The government has deployed 150,000 security personnel across the country to safeguard churches, airports and other public places, while also intensifying a manhunt for Indonesia’s most wanted militant, Abu Wardah Santoso, who has pledged allegiance to the Islamic State group.
“We got quite intensive intelligence details about the possibility of radical attacks anytime from now to the near future,” said Luhut Pandjaitan, a Cabinet minister in charge of security and political affairs.
“So, we are on high alert, especially at the airports and some strategic points” in a national security sweep, he said.
Separately, national police chief General Badrodin Haiti said “there are many possible threats and vulnerabilities, ranging from conventional crimes to terrorism and radicalism.”
The remarks come after the weekend arrests of nine suspected Muslim militants who authorities allege planned to attack government officials and minority Shiite Muslims. Most Muslims in Indonesia, which has the world’s largest Islamic population, belong to the Sunni branch of the religion.

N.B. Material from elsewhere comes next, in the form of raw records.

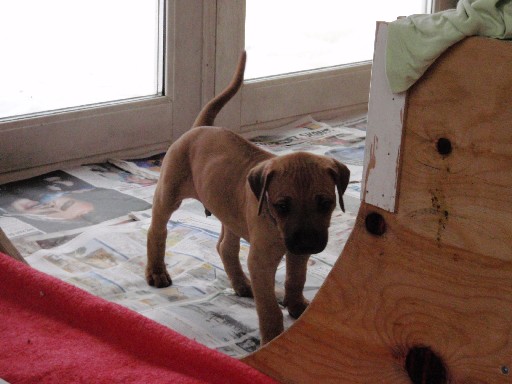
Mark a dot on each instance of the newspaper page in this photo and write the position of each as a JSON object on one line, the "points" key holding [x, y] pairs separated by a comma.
{"points": [[64, 203]]}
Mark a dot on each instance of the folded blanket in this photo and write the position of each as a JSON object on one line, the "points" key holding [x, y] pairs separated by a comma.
{"points": [[416, 41], [52, 332]]}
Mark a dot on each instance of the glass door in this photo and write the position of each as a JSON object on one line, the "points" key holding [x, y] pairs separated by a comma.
{"points": [[85, 80], [303, 57], [288, 36], [60, 54]]}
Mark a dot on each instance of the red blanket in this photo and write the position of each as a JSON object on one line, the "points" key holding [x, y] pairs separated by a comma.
{"points": [[51, 331]]}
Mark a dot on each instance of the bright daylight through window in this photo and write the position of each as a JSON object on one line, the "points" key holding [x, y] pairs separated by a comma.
{"points": [[284, 36], [59, 54]]}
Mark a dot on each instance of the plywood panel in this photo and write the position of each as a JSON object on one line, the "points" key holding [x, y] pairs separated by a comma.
{"points": [[384, 133], [424, 295]]}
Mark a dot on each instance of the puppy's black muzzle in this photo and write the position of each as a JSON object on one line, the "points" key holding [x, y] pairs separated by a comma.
{"points": [[306, 242]]}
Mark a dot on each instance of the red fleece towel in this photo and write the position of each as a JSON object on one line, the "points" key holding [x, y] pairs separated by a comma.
{"points": [[51, 331]]}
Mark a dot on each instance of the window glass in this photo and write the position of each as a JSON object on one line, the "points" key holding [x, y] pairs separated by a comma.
{"points": [[284, 36], [67, 53]]}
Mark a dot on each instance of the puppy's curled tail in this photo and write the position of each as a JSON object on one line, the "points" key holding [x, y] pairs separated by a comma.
{"points": [[209, 112]]}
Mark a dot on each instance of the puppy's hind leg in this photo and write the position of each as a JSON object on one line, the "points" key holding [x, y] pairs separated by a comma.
{"points": [[163, 207], [228, 247], [296, 270]]}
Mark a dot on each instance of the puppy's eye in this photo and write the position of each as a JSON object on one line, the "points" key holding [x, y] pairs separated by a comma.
{"points": [[324, 204], [282, 207]]}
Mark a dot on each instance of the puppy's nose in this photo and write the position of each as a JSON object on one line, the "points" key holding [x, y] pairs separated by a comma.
{"points": [[306, 242]]}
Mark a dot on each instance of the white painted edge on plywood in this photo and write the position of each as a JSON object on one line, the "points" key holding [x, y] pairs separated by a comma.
{"points": [[384, 133]]}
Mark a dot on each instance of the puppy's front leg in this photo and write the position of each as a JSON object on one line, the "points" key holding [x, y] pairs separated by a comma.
{"points": [[262, 268], [296, 271]]}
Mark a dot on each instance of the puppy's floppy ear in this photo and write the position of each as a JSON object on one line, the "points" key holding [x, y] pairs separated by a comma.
{"points": [[341, 175], [259, 178]]}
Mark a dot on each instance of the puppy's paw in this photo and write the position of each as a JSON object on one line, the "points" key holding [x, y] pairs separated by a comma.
{"points": [[297, 308], [159, 280], [243, 290]]}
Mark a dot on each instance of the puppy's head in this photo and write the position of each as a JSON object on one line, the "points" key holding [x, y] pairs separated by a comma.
{"points": [[299, 190]]}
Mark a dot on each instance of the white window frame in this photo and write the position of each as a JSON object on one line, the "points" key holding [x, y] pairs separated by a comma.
{"points": [[203, 40], [326, 93], [33, 145]]}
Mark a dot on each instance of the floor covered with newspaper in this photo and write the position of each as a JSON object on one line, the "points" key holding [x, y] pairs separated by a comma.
{"points": [[88, 225]]}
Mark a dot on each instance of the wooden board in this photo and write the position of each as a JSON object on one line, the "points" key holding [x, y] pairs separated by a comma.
{"points": [[383, 134], [429, 300]]}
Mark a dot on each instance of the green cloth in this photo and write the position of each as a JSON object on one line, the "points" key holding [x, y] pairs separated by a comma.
{"points": [[415, 42]]}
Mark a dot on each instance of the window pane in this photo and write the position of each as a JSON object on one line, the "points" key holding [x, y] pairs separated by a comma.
{"points": [[284, 36], [67, 53]]}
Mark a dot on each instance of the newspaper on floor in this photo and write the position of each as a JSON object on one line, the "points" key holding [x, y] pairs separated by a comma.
{"points": [[109, 262], [62, 204], [102, 246]]}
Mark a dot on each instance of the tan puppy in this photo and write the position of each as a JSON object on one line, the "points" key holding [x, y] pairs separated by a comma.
{"points": [[280, 205]]}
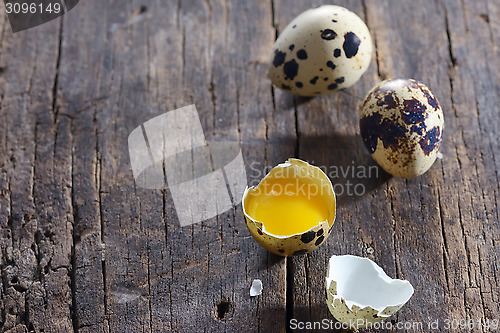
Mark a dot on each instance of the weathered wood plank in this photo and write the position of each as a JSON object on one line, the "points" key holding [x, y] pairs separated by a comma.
{"points": [[83, 249], [36, 210]]}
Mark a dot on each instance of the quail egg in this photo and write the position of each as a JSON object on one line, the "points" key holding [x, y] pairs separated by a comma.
{"points": [[292, 210], [322, 50], [402, 126]]}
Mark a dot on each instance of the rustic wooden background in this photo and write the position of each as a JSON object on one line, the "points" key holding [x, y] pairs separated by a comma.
{"points": [[84, 250]]}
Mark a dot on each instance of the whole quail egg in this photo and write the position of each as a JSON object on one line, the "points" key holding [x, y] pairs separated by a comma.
{"points": [[322, 50], [402, 125], [292, 210]]}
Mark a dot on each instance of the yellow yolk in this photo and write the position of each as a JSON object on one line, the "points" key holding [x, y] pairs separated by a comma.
{"points": [[287, 206]]}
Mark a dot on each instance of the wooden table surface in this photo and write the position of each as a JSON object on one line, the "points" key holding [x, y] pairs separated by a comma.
{"points": [[85, 250]]}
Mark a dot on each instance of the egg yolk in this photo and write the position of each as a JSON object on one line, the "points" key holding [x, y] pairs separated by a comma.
{"points": [[287, 206]]}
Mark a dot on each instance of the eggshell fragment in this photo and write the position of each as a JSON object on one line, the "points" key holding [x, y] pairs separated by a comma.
{"points": [[322, 50], [256, 288], [304, 242], [360, 293], [401, 124]]}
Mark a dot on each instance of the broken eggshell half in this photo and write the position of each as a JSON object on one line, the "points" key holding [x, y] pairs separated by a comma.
{"points": [[274, 199], [360, 293]]}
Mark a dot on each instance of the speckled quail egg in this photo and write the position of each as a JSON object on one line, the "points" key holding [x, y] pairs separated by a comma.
{"points": [[292, 210], [402, 126], [322, 50]]}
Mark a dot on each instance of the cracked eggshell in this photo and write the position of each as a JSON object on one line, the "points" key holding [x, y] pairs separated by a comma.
{"points": [[322, 50], [359, 292], [298, 244], [402, 126]]}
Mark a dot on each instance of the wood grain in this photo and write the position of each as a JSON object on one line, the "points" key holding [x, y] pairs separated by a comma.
{"points": [[82, 249]]}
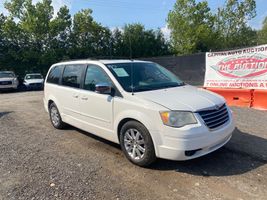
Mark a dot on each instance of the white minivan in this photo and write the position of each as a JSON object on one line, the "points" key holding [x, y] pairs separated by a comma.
{"points": [[140, 105]]}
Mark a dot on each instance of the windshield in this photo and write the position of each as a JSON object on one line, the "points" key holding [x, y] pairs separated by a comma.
{"points": [[6, 75], [143, 76], [34, 76]]}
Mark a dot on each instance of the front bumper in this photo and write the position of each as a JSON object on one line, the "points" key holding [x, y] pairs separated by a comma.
{"points": [[192, 141], [7, 87], [34, 86]]}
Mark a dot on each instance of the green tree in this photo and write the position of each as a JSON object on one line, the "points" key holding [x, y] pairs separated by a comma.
{"points": [[139, 42], [195, 29], [191, 26], [232, 24]]}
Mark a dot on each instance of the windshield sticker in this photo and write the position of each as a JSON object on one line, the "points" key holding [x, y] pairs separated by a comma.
{"points": [[120, 72]]}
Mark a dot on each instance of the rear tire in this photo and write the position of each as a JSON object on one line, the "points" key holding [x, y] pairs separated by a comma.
{"points": [[55, 117], [137, 144]]}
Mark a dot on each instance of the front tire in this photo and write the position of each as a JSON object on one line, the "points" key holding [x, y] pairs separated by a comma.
{"points": [[137, 144], [55, 117]]}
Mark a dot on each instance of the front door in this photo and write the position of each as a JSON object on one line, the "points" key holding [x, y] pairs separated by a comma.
{"points": [[96, 110]]}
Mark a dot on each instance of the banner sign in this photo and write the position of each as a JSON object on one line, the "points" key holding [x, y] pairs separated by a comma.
{"points": [[242, 68]]}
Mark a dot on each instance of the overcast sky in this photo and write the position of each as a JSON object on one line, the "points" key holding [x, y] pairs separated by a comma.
{"points": [[151, 13]]}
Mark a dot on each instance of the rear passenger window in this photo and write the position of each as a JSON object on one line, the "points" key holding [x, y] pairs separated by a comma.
{"points": [[54, 75], [72, 75], [95, 75]]}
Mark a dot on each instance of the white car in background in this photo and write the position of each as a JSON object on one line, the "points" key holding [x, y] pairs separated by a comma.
{"points": [[34, 81], [8, 80], [140, 105]]}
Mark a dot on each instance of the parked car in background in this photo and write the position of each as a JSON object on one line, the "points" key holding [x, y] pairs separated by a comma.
{"points": [[8, 80], [33, 81], [140, 105]]}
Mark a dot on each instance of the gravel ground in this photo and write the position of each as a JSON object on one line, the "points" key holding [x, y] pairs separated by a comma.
{"points": [[40, 162]]}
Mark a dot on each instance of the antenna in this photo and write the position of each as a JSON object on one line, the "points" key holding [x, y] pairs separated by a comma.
{"points": [[130, 46], [131, 58]]}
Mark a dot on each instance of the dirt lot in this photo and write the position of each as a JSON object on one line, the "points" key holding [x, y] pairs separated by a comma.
{"points": [[39, 162]]}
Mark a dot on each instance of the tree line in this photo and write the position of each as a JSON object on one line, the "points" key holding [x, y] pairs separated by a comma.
{"points": [[32, 36]]}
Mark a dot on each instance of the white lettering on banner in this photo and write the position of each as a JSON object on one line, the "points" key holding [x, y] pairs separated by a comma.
{"points": [[242, 68]]}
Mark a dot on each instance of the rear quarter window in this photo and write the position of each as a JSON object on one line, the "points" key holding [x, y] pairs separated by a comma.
{"points": [[72, 75], [54, 75]]}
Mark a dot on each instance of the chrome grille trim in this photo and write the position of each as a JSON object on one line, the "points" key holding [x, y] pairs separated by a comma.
{"points": [[215, 118]]}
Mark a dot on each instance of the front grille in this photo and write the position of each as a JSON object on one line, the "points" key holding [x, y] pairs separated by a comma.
{"points": [[215, 117], [5, 82]]}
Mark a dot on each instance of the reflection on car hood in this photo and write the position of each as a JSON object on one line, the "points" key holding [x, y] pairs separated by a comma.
{"points": [[183, 98]]}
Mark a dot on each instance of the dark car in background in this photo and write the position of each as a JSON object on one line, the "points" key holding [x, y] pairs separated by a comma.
{"points": [[33, 81], [8, 81]]}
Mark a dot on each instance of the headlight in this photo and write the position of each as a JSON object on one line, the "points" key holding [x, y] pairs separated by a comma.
{"points": [[178, 118]]}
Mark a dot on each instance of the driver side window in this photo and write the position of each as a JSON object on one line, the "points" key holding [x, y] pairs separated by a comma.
{"points": [[95, 75]]}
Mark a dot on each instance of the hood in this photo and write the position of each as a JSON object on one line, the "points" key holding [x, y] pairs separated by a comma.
{"points": [[8, 79], [34, 81], [186, 98]]}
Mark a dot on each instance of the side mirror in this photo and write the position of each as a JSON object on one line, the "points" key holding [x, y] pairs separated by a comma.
{"points": [[103, 88]]}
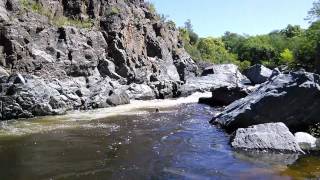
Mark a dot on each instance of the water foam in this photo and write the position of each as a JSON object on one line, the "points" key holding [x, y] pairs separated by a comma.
{"points": [[77, 119]]}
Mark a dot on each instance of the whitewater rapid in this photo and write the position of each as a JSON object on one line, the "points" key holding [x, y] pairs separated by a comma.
{"points": [[82, 119]]}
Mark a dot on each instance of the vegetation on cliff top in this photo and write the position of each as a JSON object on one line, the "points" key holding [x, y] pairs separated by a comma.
{"points": [[292, 46], [36, 7]]}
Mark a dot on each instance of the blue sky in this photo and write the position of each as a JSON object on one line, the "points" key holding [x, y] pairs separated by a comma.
{"points": [[214, 17]]}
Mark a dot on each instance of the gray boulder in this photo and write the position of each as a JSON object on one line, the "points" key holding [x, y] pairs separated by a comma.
{"points": [[258, 74], [215, 76], [292, 98], [223, 96], [266, 137], [119, 97], [140, 92], [306, 141]]}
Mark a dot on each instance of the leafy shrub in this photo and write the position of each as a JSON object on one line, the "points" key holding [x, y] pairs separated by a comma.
{"points": [[57, 21], [315, 130], [113, 11]]}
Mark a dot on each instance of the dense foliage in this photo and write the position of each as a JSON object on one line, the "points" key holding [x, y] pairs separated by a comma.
{"points": [[291, 46]]}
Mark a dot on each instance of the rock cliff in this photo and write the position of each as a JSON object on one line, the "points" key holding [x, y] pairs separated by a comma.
{"points": [[59, 55]]}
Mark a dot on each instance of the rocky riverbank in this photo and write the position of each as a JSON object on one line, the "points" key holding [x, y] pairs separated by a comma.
{"points": [[126, 53], [263, 116]]}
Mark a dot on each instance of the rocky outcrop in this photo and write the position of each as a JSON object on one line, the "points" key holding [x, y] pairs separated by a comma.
{"points": [[306, 141], [258, 74], [223, 96], [52, 62], [215, 76], [291, 98], [274, 137]]}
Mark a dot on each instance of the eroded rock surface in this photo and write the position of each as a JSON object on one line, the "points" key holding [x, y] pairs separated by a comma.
{"points": [[274, 137], [46, 69], [292, 98]]}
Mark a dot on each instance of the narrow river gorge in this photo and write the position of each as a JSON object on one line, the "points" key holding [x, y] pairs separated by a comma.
{"points": [[136, 142]]}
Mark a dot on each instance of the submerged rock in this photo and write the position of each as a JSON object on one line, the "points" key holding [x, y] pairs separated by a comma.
{"points": [[266, 137], [306, 141], [292, 98], [258, 74]]}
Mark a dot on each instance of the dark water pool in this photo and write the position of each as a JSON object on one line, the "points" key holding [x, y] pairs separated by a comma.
{"points": [[177, 143]]}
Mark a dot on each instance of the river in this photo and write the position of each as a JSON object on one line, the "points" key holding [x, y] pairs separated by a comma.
{"points": [[136, 142]]}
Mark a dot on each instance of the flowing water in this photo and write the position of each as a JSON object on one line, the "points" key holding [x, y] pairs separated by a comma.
{"points": [[135, 142]]}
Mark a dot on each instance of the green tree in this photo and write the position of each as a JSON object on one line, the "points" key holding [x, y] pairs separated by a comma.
{"points": [[286, 57], [213, 50], [292, 31], [314, 12]]}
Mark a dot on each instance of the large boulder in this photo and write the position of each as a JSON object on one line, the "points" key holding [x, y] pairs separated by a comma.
{"points": [[47, 69], [258, 74], [215, 76], [266, 137], [223, 96], [306, 141], [140, 92], [292, 98]]}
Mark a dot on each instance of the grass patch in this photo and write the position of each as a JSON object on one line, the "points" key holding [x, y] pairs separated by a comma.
{"points": [[30, 5]]}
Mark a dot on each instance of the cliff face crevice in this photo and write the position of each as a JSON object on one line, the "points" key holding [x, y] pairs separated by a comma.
{"points": [[58, 55]]}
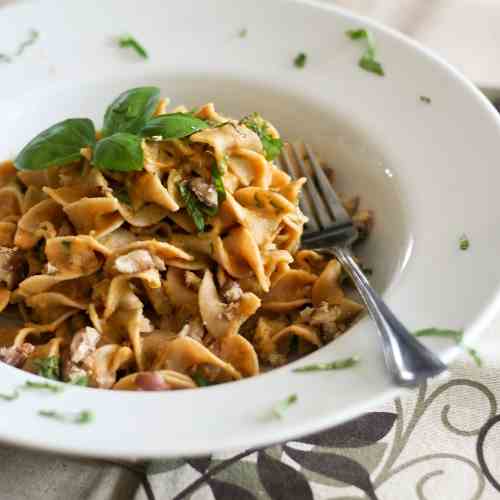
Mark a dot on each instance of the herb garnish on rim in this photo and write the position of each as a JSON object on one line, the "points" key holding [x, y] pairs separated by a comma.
{"points": [[368, 61], [10, 397], [280, 407], [48, 367], [82, 417], [334, 365], [32, 38], [456, 335], [129, 41]]}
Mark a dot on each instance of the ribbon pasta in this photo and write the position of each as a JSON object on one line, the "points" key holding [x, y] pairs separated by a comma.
{"points": [[109, 273]]}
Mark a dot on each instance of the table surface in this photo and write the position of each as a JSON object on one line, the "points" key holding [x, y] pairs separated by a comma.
{"points": [[440, 441]]}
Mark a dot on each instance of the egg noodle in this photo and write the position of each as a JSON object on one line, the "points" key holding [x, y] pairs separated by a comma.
{"points": [[188, 272]]}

Police revealed on Monday that intelligence gleaned from the suspects and evidence seized from their hideouts revealed an elaborate plot to conduct attacks on the main islands of Java, Sumatra and Borneo.
At the same time, about 1,300 security personnel are hunting for Santoso, the leader of a militant group known as the East Indonesia Mujahidin. He has taken responsibility for the killing of several police officers and has pledged allegiance to the IS group in Syria and Iraq, Pandjaitan said.
Haiti, the police chief, said government forces were pursuing about 40 militants who split into smaller groups and withdrew when police and soldiers raided their camp in a forest in Poso on Monday.
Indonesian authorities estimate that more than 800 Indonesians have joined the IS group in Syria or Iraq.
For the first time since the 1990s and the Afghan jihad, extremists from Indonesia, Malaysia and other places in Southeast Asia are traveling abroad in an organized fashion to join a global militant movement, picking up battlefield skills and militant contacts.
Officials fear they could take part in terrorism on their return home, as those trained in Afghanistan did in attacks such as the 2002 Bali bombings, which killed 202 people.